Traditionally, motion control problems in robotics are partitioned in two parts: motion planning and trajectory tracking. The motion planning algorithm converts the motion specification into reference signals for the robot joints. The trajectory tracker uses feedback control to make the robot joints track the reference signals. There is an emerging consensus in the academic community that this approach is inadequate for sophisticated motion control problems, in that reference signals impose a timing on the control loop which is unnatural and inherently non robust.
The virtual constraint technique does not rely on any reference signal, and does not impose any timing in the feedback loop. Motions are characterized implicitly through constraints that are enforced via feedback. Through judicious choice of the constraints, one may induce motions that are surprisingly natural and biologically plausible. For this reason, the virtual constraints technique has become a dominant paradigm in bipedal robot locomotion, and has the potential of becoming even more widespread in other area of robot locomotion.
The virtual constraint approach is geometric in nature. This course presents the required mathematical tools from differential geometry and surveys the basic results in this emergent research area. Topics covered will include:
– Differentiable manifolds and basic operations.
– Controlled invariant manifolds and zero dynamics of nonlinear control systems
– Euler-Lagrange robot models and models of impulsive impacts
– Virtual holonomic constraints (VHCs)
– Constrained dynamics resulting from VHCs, and conditions for existence of a Lagrangian structure
– Virtual constraint generators
– Stabilization of periodic orbits on the constraint manifold.
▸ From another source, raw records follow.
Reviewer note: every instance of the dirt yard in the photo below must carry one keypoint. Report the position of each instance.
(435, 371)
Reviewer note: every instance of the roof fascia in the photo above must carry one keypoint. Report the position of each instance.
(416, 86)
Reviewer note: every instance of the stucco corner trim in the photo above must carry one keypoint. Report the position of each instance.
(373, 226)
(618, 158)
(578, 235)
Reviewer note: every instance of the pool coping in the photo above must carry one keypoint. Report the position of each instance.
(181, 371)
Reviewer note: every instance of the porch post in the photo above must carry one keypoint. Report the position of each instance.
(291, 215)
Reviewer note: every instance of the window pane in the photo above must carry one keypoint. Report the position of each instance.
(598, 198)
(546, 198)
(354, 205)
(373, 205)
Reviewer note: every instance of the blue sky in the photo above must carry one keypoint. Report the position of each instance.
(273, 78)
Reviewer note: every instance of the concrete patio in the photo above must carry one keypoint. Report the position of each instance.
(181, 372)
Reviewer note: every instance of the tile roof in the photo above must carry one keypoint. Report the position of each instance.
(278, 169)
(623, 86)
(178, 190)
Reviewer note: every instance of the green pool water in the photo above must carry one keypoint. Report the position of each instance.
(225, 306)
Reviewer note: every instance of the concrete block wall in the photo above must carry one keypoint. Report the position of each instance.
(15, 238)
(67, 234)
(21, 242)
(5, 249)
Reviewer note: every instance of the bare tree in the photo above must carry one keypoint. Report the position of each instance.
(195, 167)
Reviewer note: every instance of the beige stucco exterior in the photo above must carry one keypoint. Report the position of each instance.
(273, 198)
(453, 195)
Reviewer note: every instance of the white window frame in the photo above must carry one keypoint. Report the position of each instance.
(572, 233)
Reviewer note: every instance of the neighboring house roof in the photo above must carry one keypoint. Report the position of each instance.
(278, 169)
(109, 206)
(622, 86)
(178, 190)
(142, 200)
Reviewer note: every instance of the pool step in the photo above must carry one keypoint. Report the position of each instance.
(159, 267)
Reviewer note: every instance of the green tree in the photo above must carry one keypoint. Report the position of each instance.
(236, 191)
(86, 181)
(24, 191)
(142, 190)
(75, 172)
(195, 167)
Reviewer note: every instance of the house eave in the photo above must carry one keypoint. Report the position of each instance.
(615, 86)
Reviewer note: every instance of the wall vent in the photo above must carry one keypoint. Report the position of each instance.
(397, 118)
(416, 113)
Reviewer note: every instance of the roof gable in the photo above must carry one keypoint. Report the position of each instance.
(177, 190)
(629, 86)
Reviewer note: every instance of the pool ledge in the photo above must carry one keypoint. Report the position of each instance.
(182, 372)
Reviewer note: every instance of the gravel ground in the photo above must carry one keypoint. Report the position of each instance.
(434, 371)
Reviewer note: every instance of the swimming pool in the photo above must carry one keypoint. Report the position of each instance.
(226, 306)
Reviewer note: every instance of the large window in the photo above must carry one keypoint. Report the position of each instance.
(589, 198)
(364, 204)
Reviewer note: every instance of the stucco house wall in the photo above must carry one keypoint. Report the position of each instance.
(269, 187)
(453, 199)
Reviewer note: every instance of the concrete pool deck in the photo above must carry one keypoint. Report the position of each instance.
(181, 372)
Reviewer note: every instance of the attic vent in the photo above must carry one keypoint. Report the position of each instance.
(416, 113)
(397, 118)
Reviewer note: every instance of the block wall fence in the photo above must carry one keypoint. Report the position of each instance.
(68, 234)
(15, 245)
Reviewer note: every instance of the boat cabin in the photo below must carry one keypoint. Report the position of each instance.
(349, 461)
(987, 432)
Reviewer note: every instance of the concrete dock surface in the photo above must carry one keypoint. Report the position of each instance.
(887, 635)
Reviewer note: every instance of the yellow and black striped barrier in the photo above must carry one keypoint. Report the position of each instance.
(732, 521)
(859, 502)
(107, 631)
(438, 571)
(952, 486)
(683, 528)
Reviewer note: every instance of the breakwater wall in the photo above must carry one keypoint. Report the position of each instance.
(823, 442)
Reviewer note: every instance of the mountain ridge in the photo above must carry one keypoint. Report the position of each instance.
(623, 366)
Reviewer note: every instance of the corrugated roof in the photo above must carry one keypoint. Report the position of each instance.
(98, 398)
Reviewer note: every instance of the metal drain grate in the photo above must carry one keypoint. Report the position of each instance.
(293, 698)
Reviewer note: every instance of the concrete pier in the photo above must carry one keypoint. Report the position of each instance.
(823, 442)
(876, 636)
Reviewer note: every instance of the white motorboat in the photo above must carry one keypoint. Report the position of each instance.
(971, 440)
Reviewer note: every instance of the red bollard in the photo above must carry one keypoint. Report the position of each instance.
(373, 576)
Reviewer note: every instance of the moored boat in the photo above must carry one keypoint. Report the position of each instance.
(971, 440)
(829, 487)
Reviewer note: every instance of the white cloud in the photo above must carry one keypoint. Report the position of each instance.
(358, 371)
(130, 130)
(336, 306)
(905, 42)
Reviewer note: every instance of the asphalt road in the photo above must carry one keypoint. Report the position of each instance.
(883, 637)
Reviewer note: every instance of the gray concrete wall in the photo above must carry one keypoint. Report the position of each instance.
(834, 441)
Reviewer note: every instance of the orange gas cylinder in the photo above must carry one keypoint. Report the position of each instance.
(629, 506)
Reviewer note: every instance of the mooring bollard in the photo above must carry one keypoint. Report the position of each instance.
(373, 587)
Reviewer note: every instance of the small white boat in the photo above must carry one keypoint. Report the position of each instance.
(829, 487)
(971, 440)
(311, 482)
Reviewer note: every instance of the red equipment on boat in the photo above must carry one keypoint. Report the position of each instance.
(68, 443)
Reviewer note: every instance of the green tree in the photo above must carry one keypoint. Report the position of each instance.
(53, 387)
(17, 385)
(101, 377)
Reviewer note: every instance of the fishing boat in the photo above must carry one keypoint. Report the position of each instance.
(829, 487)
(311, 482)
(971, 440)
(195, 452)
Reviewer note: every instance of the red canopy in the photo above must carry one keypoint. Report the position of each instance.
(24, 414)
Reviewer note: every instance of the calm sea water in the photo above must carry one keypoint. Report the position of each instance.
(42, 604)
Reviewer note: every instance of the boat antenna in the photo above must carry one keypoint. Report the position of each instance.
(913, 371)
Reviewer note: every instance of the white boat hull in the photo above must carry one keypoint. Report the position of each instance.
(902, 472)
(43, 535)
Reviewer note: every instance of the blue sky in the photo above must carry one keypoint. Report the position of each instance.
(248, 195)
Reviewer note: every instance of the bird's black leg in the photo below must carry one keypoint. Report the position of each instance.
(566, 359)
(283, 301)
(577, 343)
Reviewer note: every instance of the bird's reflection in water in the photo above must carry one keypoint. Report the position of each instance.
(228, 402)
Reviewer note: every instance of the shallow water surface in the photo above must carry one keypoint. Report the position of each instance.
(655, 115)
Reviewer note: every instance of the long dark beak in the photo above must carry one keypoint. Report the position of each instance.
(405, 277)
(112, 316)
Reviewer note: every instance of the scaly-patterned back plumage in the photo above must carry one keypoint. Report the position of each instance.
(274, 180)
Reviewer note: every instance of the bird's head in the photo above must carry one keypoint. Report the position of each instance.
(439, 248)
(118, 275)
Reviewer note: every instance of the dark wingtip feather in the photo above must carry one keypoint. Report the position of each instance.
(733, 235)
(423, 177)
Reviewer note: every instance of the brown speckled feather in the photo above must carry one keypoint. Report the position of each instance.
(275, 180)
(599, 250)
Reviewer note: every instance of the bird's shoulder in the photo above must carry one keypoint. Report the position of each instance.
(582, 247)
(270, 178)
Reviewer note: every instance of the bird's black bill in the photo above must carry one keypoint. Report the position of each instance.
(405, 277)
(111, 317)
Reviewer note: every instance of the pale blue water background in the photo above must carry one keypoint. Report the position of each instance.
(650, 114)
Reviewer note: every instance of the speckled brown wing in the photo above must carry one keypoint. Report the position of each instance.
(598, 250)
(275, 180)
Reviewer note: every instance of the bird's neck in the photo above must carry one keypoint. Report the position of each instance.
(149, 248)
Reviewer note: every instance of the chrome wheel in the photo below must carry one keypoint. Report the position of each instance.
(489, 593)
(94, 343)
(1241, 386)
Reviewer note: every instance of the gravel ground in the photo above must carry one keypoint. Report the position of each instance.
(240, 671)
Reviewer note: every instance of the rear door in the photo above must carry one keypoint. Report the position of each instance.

– Virtual constraints for walking robots
Prerequisites: ECE557H1 or equivalent
Convex optimization methods based on Linear Matrix Inequalities (LMIs) have dramatically expanded our ability to analyze and design complex multivariable control systems. This course explores material from the broad areas of robust and optimal control, with an emphasis on formulating systems analysis and controller design problems using LMIs. Topics include: historical context of robust control, fundamentals of optimization, linear matrix inequalities and semidefinite programming. Linear systems theory: Lyapunov inequalities, input-output performance criteria for dynamic systems, dissipative dynamical systems, and the generalized plant framework for optimal control. LMI solutions of H2 and H-Infinity state and output feedback control problems. Uncertain systems: linear and nonlinear uncertainty modelling, linear fractional representations, robust stability analysis. Time permitting: frequency-domain stability criteria, the KYP lemma, and introduction to integral quadratic constraints.